The cost of living has gone up. Inflation in general has gone up. Wages mostly haven't or if they have, then they haven't kept up with inflation.
The democrats lost on this idea that "Actually things were fine and doing ok."

We absolutely, positively do not want to hear that lie and will vote out ANYONE, ANYONE who says it. If politicians want to end their career, say that.
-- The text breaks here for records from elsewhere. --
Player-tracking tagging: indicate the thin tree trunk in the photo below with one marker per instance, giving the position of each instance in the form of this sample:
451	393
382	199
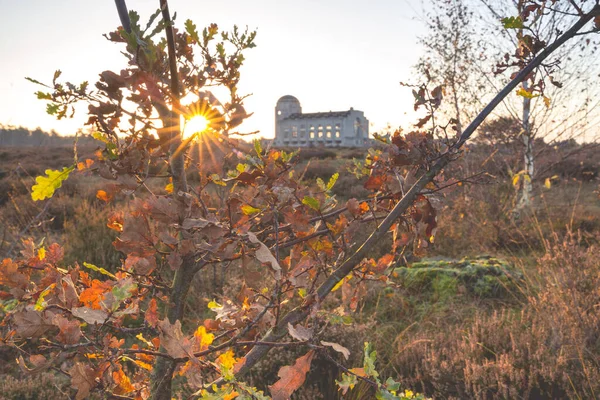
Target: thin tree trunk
527	186
300	313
The middle class is dying and needs help. It has been for a long time. We don't need companies to "trickle down," because it doesn't work, but tragically people are falling for this old trickle down lie. Sure it's not easy raising chickens, or hydroponics or whatever, and as T said, we don't even really have the widespread tech. We could if we cared enough to vote in the funding for it but that's not gonna happen anytime soon. There's just the horrible, unshakable idea that investing in the American people isn't worth it and is all a waste. More money to the mega corporation though, "that's the best idea ever...." It hasn't worked so far, but we're gonna keep right on doing it.

The point is, there's no real option presented and maybe growing your own food indoors isn't practical right now, it's at least an idea. I don't know how to make anything else be produced by the people who need it. Unless they build a ton of housing to lower rent, that price is not going down (unless there's another foreclosure crisis and property values tank). Unless we figure out how to make more medical care, that price is not going down.It's like that for everything it seems. The companies want to charge you more and more but pay you less and less comparatively. It's amazing, businesses have the audacity to say workers cost too much or don't work hard enough. We are working harder than ever, and our paychecks do not buy us as much. Killing BS is their customer base, but they can't see that. This can't keep going on forever.